Gelandang AC Milan, Yunus Musah, mengakui bahwa dirinya merasa sangat ‘nyaman’ bermain dalam peran double pivot di lini tengah saat Rossoneri merengkuh kemenangan krusial di laga tandang melawan Torino.
Berikut adalah sorotan utama dari performa impresif Yunus Musah di laga pembuka Serie A:
- Peran Baru: Bermain gemilang sebagai gelandang box-to-box mendampingi Ardon Jashari di lini tengah.
- Statistik Menawan: Mencatatkan 87% akurasi umpan, 45 sentuhan, dan 6 pemulihan bola (recoveries).
- Kepercayaan Diri: Merasa sangat antusias dan siap membuktikan kualitasnya di hadapan publik San Siro pada laga berikutnya.
Membayar Kepercayaan Ruben Amorim
Sempat muncul beberapa keraguan ketika nama Musah dimasukkan dalam starting line-up untuk pertandingan pembuka musim di markas Torino. Mengingat masa depannya di klub sempat dipenuhi ketidakpastian sepanjang bursa transfer musim panas, keputusan pelatih Ruben Amorim ini memicu sedikit tanda tanya.

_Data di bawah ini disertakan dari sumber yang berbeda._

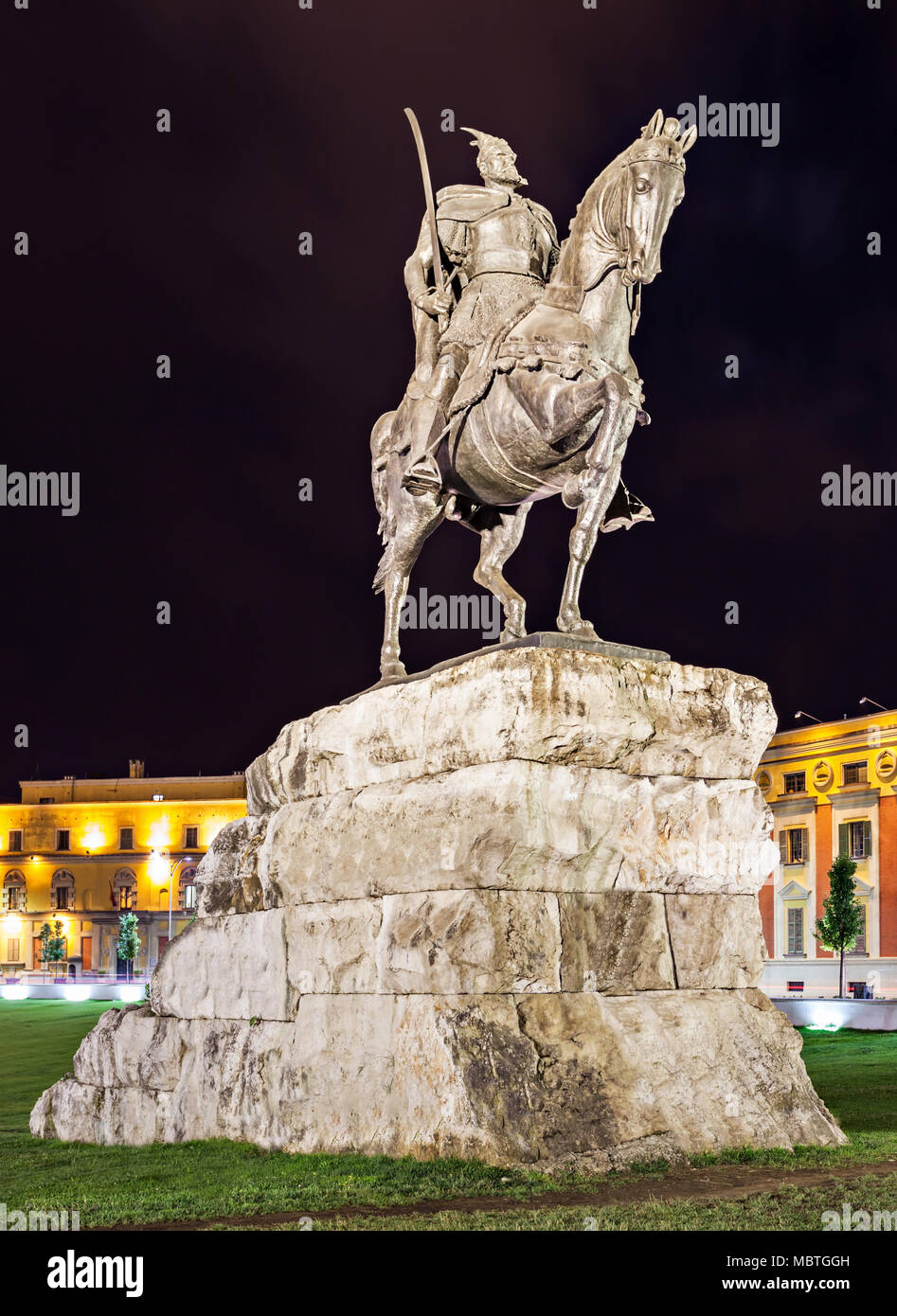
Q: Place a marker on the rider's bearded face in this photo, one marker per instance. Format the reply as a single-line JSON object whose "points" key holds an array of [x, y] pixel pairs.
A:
{"points": [[499, 166]]}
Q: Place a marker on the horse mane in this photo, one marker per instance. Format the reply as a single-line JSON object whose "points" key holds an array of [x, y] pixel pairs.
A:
{"points": [[596, 220]]}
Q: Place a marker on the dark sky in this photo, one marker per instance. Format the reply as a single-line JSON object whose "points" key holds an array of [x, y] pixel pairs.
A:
{"points": [[289, 120]]}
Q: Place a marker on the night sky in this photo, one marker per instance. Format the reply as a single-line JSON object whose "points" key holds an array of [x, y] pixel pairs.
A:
{"points": [[289, 120]]}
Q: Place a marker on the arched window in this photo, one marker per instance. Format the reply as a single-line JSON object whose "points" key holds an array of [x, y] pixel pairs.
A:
{"points": [[188, 890], [13, 891], [63, 890], [124, 890]]}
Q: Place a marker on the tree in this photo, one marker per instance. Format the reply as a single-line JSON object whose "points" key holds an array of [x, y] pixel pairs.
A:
{"points": [[842, 923], [53, 944], [128, 940]]}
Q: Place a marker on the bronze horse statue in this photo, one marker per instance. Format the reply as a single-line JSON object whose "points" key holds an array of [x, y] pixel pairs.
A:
{"points": [[548, 404]]}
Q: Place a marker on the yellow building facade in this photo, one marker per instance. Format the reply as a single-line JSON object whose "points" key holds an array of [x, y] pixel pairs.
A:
{"points": [[86, 850], [832, 789]]}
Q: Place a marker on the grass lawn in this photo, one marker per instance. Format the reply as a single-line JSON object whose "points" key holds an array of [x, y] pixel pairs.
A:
{"points": [[855, 1074]]}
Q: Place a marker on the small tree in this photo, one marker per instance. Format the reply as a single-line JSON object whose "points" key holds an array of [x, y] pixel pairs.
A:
{"points": [[46, 932], [842, 923], [128, 940], [53, 944]]}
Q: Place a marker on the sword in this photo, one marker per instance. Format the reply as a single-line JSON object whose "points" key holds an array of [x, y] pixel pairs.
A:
{"points": [[431, 211]]}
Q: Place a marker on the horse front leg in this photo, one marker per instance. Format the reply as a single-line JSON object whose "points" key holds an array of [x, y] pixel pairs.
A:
{"points": [[599, 485], [417, 519], [495, 546]]}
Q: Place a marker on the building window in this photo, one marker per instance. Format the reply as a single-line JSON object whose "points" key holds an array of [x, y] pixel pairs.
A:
{"points": [[63, 890], [124, 890], [795, 845], [188, 890], [13, 893], [855, 839], [795, 931], [859, 949]]}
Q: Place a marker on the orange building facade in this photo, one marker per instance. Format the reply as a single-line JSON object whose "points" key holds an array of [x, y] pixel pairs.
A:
{"points": [[81, 852], [832, 789]]}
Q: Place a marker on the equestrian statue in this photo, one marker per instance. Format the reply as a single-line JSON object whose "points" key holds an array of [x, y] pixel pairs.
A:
{"points": [[523, 383]]}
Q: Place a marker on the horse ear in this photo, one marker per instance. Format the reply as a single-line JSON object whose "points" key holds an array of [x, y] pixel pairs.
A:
{"points": [[688, 138], [654, 127]]}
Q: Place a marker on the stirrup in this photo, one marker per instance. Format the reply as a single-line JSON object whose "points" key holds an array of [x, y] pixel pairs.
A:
{"points": [[424, 476]]}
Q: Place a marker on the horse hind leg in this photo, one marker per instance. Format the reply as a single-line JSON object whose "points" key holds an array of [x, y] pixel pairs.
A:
{"points": [[495, 546]]}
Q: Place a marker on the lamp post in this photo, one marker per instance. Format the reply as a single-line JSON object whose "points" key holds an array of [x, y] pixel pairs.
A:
{"points": [[158, 858], [174, 870]]}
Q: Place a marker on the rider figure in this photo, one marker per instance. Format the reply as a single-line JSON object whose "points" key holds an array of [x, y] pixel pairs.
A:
{"points": [[502, 249]]}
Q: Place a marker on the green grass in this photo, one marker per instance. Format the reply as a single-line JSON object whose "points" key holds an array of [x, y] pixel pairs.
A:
{"points": [[855, 1074], [789, 1208]]}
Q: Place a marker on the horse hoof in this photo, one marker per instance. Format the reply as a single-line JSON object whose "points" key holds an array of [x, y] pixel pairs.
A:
{"points": [[580, 630], [393, 670]]}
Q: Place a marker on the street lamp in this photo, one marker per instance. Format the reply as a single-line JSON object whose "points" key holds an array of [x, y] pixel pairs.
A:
{"points": [[157, 861]]}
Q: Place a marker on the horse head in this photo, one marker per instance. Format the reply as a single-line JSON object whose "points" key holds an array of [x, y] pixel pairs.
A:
{"points": [[651, 187], [623, 216]]}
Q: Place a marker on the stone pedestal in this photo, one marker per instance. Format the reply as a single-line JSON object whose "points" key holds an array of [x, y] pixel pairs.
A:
{"points": [[505, 911]]}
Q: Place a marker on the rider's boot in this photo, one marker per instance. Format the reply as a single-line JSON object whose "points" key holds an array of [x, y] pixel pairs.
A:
{"points": [[427, 425]]}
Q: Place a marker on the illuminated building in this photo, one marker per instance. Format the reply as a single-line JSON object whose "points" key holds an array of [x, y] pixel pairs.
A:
{"points": [[832, 789], [84, 850]]}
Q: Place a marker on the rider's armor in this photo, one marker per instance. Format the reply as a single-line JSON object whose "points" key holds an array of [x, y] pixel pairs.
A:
{"points": [[501, 249]]}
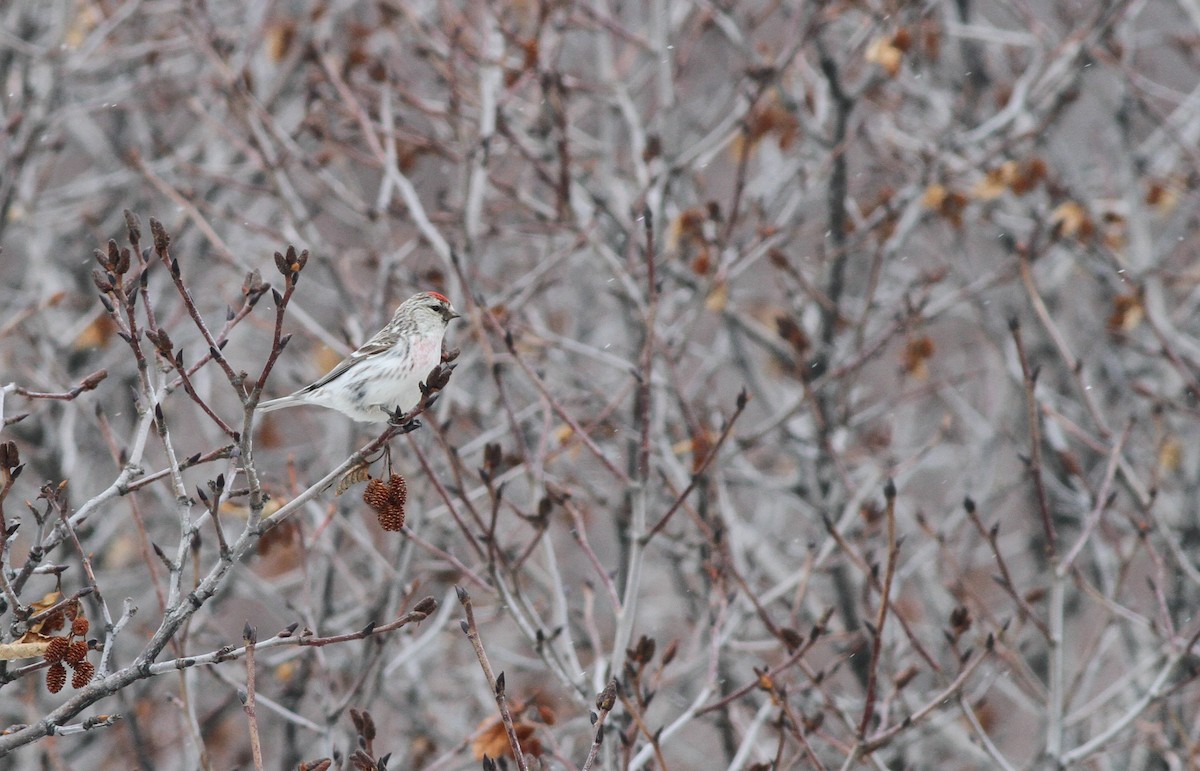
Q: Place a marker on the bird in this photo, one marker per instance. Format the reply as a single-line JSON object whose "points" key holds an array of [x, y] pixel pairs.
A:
{"points": [[382, 378]]}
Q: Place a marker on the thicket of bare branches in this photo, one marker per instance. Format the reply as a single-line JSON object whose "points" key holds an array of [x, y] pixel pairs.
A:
{"points": [[827, 387]]}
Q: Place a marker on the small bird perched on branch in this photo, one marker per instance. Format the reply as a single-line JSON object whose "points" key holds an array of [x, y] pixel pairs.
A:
{"points": [[381, 380]]}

Namun, respons dari pemain asal Amerika Serikat itu sangat tegas. Bermain berdampingan dengan Jashari, Musah menyelesaikan 87% umpannya, melepaskan 2 dari 2 umpan panjang akurat, melakukan 45 sentuhan, 11 pergerakan membawa bola (carries), dua sapuan, enam pemulihan, dan satu intersepsi. Jika laga ini adalah sebuah audisi untuk melihat apakah ia mampu mengemban peran box-to-box, sangat adil untuk mengatakan bahwa ia lulus putaran pertama dengan nilai memuaskan.

Wawancara Pasca-Laga: Nyaman Bermain di Tengah
Setelah peluit panjang berbunyi, Musah hadir di ruang konferensi pers Stadio Olimpico Grande Torino untuk menjawab sejumlah pertanyaan dari awak media, seperti yang ditranskrip oleh MilanNews.
Ketika ditanya mengenai preferensi posisi bermainnya di atas lapangan, Musah menegaskan fleksibilitasnya dan kemampuannya membaca permainan.
“Itu tergantung pada lawannya. Saya bermain di mana ada ruang. Hari ini saya bersenang-senang bermain di tengah. Biasanya tidak ada ruang, tetapi hari ini saya merasa nyaman,” ungkapnya.
Ia juga menanggapi perihal masa depannya yang sempat diragukan pada bulan Mei lalu. Musah merasa sangat bersyukur atas kepercayaan yang diberikan oleh tim pelatih dan bertekad membayarnya dengan performa maksimal.
“Ya, tentu saja. Ada momen-momen dalam karier Anda ketika Anda membutuhkan pelatih yang mengingat Anda, apa yang telah Anda lakukan, dan apa yang bisa Anda lakukan. Saya kemudian membalas semuanya di atas lapangan.”
Kini, dengan kepercayaan diri yang sedang memuncak, Musah mengaku sudah tidak sabar untuk bermain di rumah sendiri. “Saya memiliki banyak penampilan bagus di San Siro, itu bukan masalah. Kami berjuang keras sebagai tim tuan rumah, tetapi saya memiliki banyak perasaan yang luar biasa: ini adalah tempat yang luar biasa untuk bermain.”